The history of Island began with a jazz album made in Jamaica. In 1959 – the same year as Berry Gordy was putting together his fledgling Tamla label in Detroit – a young, Jamaican-based Englishman, Chris Blackwell, released an album of jazz standards by blind Bermudan singer and pianist Lance Hayward called At The Half Moon Hotel, Montego Bay. Blackwell, 21, had started a record label, named Island after Alec Waugh's novel Island In The Sun, with a loan from his parents.

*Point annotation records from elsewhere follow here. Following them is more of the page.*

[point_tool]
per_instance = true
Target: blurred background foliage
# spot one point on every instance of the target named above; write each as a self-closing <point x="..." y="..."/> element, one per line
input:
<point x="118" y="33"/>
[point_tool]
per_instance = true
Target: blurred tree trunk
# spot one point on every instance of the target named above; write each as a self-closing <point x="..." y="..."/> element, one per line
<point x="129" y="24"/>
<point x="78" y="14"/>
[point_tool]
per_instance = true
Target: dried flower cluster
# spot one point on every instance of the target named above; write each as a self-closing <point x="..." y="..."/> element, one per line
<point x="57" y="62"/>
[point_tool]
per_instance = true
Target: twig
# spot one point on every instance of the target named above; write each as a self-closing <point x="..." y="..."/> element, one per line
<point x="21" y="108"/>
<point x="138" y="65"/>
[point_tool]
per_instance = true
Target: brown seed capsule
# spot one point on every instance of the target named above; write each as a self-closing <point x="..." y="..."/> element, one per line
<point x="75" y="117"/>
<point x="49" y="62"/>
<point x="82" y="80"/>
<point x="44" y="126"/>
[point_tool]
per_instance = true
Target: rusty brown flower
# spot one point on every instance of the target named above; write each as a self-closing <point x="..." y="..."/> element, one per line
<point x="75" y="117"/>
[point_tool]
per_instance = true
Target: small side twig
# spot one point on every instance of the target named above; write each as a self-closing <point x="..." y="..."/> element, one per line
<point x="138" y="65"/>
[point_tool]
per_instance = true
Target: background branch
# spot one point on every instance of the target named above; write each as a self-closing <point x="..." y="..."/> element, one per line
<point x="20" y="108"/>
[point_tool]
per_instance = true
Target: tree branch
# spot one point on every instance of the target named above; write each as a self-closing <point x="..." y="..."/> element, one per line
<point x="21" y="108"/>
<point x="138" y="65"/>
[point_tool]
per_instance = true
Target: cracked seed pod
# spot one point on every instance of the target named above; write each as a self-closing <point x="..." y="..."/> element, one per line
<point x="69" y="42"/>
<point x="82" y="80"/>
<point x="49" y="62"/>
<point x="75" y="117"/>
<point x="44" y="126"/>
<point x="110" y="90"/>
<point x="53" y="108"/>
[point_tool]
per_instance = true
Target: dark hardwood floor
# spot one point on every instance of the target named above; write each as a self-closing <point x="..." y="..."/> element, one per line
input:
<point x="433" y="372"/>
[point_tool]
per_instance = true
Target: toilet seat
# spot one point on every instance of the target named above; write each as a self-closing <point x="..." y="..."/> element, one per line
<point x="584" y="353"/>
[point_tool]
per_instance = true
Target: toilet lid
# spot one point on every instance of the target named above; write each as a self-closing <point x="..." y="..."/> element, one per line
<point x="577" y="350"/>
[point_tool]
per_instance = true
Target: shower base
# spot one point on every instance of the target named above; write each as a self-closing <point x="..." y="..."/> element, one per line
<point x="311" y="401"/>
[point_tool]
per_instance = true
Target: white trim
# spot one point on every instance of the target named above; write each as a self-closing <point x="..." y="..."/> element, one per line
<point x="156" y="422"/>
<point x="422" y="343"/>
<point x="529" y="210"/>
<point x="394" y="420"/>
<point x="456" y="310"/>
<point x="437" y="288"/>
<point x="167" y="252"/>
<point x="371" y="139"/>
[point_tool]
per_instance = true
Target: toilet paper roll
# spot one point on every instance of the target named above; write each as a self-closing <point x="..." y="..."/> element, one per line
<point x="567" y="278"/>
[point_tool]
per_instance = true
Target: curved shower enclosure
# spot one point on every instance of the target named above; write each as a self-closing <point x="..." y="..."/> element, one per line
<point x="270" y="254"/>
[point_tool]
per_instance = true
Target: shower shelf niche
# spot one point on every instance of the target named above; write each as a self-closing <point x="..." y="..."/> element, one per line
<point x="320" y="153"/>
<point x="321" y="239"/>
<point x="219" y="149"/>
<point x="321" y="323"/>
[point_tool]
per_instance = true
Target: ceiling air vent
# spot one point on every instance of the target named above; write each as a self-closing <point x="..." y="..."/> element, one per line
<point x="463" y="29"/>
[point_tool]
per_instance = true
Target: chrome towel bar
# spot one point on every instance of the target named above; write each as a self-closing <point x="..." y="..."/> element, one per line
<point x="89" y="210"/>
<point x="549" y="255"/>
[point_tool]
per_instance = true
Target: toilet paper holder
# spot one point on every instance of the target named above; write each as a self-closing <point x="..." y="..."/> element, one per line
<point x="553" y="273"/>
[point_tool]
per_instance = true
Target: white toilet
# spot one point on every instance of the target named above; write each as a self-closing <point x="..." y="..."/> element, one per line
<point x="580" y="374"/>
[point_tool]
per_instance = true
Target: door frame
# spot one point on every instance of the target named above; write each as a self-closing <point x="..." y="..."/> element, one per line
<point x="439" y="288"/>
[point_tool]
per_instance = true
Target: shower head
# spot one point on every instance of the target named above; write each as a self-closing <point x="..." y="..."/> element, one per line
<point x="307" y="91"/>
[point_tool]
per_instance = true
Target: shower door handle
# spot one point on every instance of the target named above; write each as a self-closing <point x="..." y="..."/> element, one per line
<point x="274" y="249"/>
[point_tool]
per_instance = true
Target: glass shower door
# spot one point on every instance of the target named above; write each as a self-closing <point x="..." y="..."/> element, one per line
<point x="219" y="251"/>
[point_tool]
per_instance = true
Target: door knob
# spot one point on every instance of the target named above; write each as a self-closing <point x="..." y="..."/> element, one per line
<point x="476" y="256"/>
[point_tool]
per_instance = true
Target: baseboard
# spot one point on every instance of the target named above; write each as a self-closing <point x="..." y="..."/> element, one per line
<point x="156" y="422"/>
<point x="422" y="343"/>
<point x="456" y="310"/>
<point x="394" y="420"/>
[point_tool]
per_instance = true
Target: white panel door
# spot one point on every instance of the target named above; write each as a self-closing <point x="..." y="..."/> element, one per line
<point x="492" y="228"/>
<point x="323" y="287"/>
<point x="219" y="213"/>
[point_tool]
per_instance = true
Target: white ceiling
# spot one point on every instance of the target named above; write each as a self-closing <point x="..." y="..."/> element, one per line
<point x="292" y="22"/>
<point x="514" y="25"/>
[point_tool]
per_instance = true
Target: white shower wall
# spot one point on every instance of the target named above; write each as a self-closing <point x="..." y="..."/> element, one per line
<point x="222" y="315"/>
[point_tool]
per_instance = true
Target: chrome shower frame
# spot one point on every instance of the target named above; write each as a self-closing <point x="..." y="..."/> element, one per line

He went on to release a string of records which tapped into Jamaica's vibrant music spirit, securing his first hit with Laurel Aitken's Boogie In My Bones, before relocating to London with his three business partners in 1962.
Blackwell distributed the records himself, driving up the newly-opened M1 motorway in his Mini Cooper
In the UK, Blackwell distributed the records himself, driving up the newly-opened M1 motorway in his Mini Cooper to serve the West Indian immigrant communities in London, Birmingham and Manchester. Not every artist he signed saw their records released on Island. His first UK hit, in 1964, was a ska cover of Barbie Gaye's Fifties hit My Boy Lollypop, sung by Jamaican teenager Millie Small and licensed to Fontana, part of the Philips group. Realising you could compete with yourself in the record racks, Blackwell also set up subsidiaries. There was Black Swan for ska and Jump Up for Trinidadian calypsos. Another subsidiary, Sue, was run by the legendary Guy Stevens, DJ at fabled Soho mod club The Scene and the man with the most extensive collection of American R&B in the UK. Among the hits on Sue were Inez & Charlie Foxx's Mockingbird and Bob & Earl's Harlem Shuffle.